Вечером, в 16 - 17 часов, по словам Штеменко, Сталину "докладывал заместитель начальника Генштаба. А в ночное время мы ехали в Ставку с итоговым докладом за сутки. Перед тем подготавливалась обстановка на картах масштаба :200000 отдельно по каждому фронту с показом положения войск до дивизии, а в иных случаях и до полка. Даже досконально зная, где что произошло в течение суток, мы все равно перед каждой поездкой 2 - 3 часа тщательно разбирались в обстановке, связывались с командующими фронтами и начальниками их штабов, уточняли с ними отдельные детали проходивших или только ещё планировавшихся операций, советовались и проверяли через них правильность своих предположений, рассматривали просьбы и заявки фронтов, а в последний час редактировали подготовленные на подпись проекты директив и распоряжений Ставки".

Как подчеркивал Штеменко, "доклады Генерального штаба в Ставке имели свой строгий порядок... Доклад наш начинался с характеристики действий своих войск за истекшие сутки. Никакими предварительными записями не пользовались. Обстановку знали на память, и она была отражена на карте. За торцом стола, в углу, стоял большой глобус. Должен заметить, однако, что за сотни раз посещения этого кабинета мне никогда не довелось видеть, чтобы им пользовались при рассмотрении оперативных вопросов. Разговоры о руководстве действиями фронтов по глобусу совершенно беспочвенны".

По словам Штеменко, во время ежедневных докладов о положении на фронте докладчиками из Генштаба "фронты, армии, танковые и военизированные корпуса назывались по фамилиям командующих и командиров, дивизии - по номерам". Такой порядок был установлен, потому что Сталин точно знал на память фамилии всех командующих фронтами, армиями, корпусами. Знал он фамилии и многих командиров дивизий.
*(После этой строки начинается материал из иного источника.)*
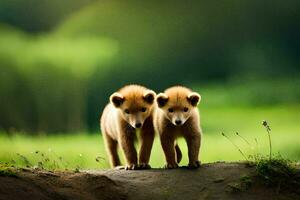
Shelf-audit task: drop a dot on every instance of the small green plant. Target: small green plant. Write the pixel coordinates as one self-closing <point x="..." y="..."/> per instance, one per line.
<point x="6" y="170"/>
<point x="273" y="170"/>
<point x="276" y="171"/>
<point x="265" y="124"/>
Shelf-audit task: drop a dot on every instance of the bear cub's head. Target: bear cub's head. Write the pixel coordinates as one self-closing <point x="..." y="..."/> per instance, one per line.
<point x="135" y="104"/>
<point x="178" y="103"/>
Сознавая значение точных и своевременных сведений для принятия правильных решений, Сталин остро реагировал на малейшие задержки в донесениях с мест. В своих воспоминаниях Маршал Советского Союза А.М. Василевский рассказал о том, как однажды он замешкался в представлении Сталину донесения об итогах операции и получил за это резкий выговор в письменной форме. Сталин писал: "Последний раз предупреждаю Вас, что в случае, если Вы хоть раз ещё позволите забыть о своем долге перед Ставкой, Вы будете отстранены от должности начальника Генерального штаба и отозваны сфронта"

Казалось, упреки Сталина были чрезмерно суровыми, однако Василевский оправдывал его. Маршал писал: "Сталин был так категоричен не только в отношении меня. Подобную дисциплину он требовал от каждого представителя Ставки... Считаю, что отсутствие какой-либо снисходительности к представителю Ставки было оправдано интересами оперативного руководства вооруженной борьбой. Верховный Главнокомандующий очень внимательно следил за ходом фронтовых событий, быстро реагировал на все изменения в них и твердо держал управление войсками в своих руках".
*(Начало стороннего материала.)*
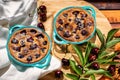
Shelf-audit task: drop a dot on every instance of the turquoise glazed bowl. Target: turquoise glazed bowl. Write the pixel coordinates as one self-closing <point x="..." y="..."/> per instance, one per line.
<point x="42" y="63"/>
<point x="59" y="40"/>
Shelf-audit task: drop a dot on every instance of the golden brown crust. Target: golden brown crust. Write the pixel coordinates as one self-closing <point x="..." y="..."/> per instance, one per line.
<point x="29" y="45"/>
<point x="71" y="26"/>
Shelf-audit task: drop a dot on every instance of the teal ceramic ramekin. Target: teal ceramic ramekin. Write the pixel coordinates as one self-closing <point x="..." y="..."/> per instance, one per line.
<point x="59" y="40"/>
<point x="42" y="64"/>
Не меньшую требовательность Сталин проявлял в отношении качества получаемой информации. По словам Маршала Советского Союза Г.К. Жукова, "идти на доклад в Ставку, к Сталину, скажем, с картами, на которых были хоть какие-то "белые пятна", сообщать ему ориентировочные данные, а тем более преувеличенные данные, было невозможно. И.В. Сталин не терпел ответов наугад, требовал исчерпывающей полноты и ясности. У него было какое-то особое чутье на слабые места в докладах и документах, он тут же их обнаруживал и строго взыскивал с виновных за нечеткую информацию. Обладая цепкой памятью, он хорошо помнил сказанное, не упускал случая резко отчитать за забытое. Поэтому штабные документы мы старались готовить со всей тщательностью, на какую только способны были в те дни".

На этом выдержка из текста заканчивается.